Cette mesure est d’autant plus absurde qu’elle ne tient pas non plus compte de l’évolution positive des recettes que peuvent connaître les budgets des collectivités. Il est donc probable que nous entrions dans une situation où nous ne puissions pas utiliser l’ensemble de nos ressources financières. Et la seconde lame qui arrive, c’est que dans quelques années l’État aura beau jeu de dénoncer les matelas constitués par les collectivités locales pour mieux réduire encore leurs dotations budgétaires. C’est exactement de cette façon qu’Emmanuel Macron a procédé pour réduire drastiquement les ressources des offices de logements sociaux, avec des conséquences qui seront vite dramatiques pour le droit au logement de tou·te·s.

Moins de dépenses publiques locales, c’est moins de services à la population, alors même que les besoins sont toujours plus forts.

Moins de dépenses publiques locales, c’est moins d’investissement en faveur de l’économie et de l’emploi sur nos territoires.

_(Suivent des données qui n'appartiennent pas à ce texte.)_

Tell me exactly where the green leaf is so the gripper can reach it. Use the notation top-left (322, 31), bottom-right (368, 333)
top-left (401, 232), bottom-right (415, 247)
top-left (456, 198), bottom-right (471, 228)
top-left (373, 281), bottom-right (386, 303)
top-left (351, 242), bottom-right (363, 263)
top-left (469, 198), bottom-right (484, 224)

Les collectivités locales sont le premier rempart contre les inégalités, elles sont le moteur de la solidarité et de la transition écologique. E. Macron choisit à dessein de les étouffer par un acte de recentralisation sans précédent qui s’apparente bien à une mise sous tutelle.

Le contrat qui nous est imposé de manière unilatérale, sans dialogue montre l’arrogance du pouvoir et le peu de considération pour les territoires et leur organisation. Cet encadrement est une atteinte grave à notre libre administration puisque nous en sommes désormais rendus à devoir négocier avec l’État le déploiement de nos services publics locaux. Cette décision va à l’inverse de notre volonté d’une plus grande autonomie pour les collectivités locales.

C’est une décision inefficace économiquement, injuste socialement, en plus d’être un frein à la transition écologique. Nous y sommes, vous l’avez compris, fortement défavorable.

Nous ne doutons pas, Mme la Maire, M. l’adjoint aux finances, que vous avez fait votre possible pour éviter à la Ville de Rennes un encadrement trop restrictif qui nous empêcherait d’agir. Vous avez d’ailleurs obtenu quelques résultats puisqu’au lieu des 1,2 % annoncés nous serons à 1,3 %.

Ce que nous contestons c’est bien la logique d’action du gouvernement. Elle est un engrenage dans lequel nous ne devons pas mettre le doigt car finalement ce sont bien l’ensemble des Rennais·e·s qui en feront les frais.

C’est pourquoi, nous appelons à une initiative forte de l’ensemble des collectivités. Notre résistance à cette mesure inacceptable passera pour nous ce soir par un vote contre la délibération qui nous est proposée.